In a follow-up email, Ukena explains that “as a zero-waste organization, we are more focused on ensuring credible authentic recycling aiming for circular recycling whenever possible and always seeking the best markets for materials. An example of this is how we handle our glass; we opt to transport our glass to Rumpke’s glass beneficiation plant in Dayton OH to be recycled back into glass containers or fiberglass, instead of using it as road base or landfill cover. We accept the additional transportation costs so that the material can be recycled to its highest value and best use.
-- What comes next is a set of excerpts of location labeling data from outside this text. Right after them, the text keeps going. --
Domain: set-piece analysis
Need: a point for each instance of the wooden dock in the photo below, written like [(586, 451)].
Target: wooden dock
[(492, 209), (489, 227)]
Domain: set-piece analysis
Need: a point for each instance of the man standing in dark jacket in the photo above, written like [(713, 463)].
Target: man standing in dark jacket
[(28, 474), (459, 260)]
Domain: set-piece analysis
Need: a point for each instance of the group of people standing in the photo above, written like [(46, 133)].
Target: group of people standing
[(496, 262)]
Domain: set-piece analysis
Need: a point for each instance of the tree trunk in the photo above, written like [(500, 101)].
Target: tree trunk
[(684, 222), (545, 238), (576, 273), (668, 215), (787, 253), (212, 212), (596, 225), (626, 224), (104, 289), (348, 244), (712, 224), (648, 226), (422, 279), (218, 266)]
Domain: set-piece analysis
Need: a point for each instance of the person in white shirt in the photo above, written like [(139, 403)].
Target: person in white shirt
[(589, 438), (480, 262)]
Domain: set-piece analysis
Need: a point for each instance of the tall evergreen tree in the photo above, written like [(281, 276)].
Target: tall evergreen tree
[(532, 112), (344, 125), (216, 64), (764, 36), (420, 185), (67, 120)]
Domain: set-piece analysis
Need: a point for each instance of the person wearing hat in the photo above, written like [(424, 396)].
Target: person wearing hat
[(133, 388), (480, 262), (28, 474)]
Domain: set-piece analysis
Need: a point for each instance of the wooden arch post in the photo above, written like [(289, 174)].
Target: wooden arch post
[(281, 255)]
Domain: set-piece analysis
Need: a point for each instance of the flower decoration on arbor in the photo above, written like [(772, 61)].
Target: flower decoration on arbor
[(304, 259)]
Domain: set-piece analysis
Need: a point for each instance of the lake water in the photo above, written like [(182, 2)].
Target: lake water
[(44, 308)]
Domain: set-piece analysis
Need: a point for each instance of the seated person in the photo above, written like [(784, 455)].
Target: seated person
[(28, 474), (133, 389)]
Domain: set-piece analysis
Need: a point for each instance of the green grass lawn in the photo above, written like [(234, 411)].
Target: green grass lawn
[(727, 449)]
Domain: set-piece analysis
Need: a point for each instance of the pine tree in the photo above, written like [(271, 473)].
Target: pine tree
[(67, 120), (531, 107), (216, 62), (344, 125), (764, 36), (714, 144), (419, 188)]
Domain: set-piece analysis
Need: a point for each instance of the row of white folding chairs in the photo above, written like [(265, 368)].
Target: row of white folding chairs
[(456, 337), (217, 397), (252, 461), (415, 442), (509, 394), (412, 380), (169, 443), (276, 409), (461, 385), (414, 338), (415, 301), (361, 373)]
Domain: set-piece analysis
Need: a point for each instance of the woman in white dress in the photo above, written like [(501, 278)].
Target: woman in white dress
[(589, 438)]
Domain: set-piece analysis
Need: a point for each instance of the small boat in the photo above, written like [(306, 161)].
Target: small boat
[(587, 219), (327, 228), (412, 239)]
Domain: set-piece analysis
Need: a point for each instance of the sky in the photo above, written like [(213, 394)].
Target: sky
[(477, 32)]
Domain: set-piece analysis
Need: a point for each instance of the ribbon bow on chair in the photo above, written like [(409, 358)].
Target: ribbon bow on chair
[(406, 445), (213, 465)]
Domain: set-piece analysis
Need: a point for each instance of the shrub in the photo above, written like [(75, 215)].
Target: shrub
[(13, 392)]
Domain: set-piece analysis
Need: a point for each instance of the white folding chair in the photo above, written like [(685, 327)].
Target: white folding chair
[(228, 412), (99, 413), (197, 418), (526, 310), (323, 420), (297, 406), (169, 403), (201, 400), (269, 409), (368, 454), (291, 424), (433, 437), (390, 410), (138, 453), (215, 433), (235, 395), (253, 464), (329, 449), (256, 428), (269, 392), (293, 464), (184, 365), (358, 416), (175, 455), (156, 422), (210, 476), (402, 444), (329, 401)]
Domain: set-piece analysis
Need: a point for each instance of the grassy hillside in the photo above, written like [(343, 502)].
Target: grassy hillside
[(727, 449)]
The gains of recycling glass over and over again far outweigh the transportation emissions since virgin glass production uses a lot of natural resources and emits far more emissions.”
All that said, they’re currently seeing an average of 10 percent contamination in the material that comes in the door—all of which gets landfilled. While far from zero, that’s also far below the 25 percent national average.
Often, a recycler’s contamination is a resident’s excessive optimism about what can be recycled. Garden hoses, for example, cannot—they end up in the trash. Not long ago, someone sent them a water heater. More frequent mistakes, Ukena writes in a follow-up email, include “bagged recyclables or loose bags (bags cause many problems at the recycling facility), small electrical appliances (the cords wrap up in the equipment), other scrap metal i.e. pots and pans, poles, metal fencing etc. These items cause safety hazards to our workers. All these items can be safely recycled at the Drop Off Station” on Ellsworth.
The new MRF’s equipment sorts recyclables faster and more cleanly than the old ones. It also can handle more of them.
It’s processing Ann Arbor’s 14,000-ton annual output right now, plus 600 tons annually from the city of Ypsilanti and another 10,000 tons brought in from the rest of the county by Republic and Waste Management. “We cover our costs at 14,000,” emails Ukena. “But then each incremental ton doesn’t bring in additional money necessarily because all the revenue from the sale of material that goes back to the city.”
RAA is looking for more tonnage. “We’re working through the county and the WWRA [Western Washtenaw Recycling Authority],” says Ukena. “We’ve done a couple presentations, [and] if they decide they wanna use this facility, man, we’re here and we want ’em to come. There are a lot of small communities that could really benefit from all working together so it lowers the cost for everybody. And that’s what we’re after.”
They’ve also been talking with the University of Michigan since the start of the year. “We did a composition analysis of their material [and] it came out with a different composition than what they originally thought,” Ukena reports. “So we went back to ’em and said, we can still honor what we said we could do, but under these certain conditions. And so they’re looking at that to see if that works for them.” Ukena has no idea when the university will reply.
Longer term, they’re hoping to persuade the city to invest in educating households in how to minimize waste—particularly, he writes, “multi-family housing, transient student populations, language barriers, and local businesses.”
Because ultimately, he says, “we’re not gonna be able to recycle our way out of this solid waste problem. You can recycle till the cows come home, man, but you still got the same problem. You’re just recycling some more stuff.
“So what we have to do is work on truly getting to zero waste and you can’t ever ultimately get to absolute zero where there’s actually no waste caused from beginning to end. But you can strive for zero waste!”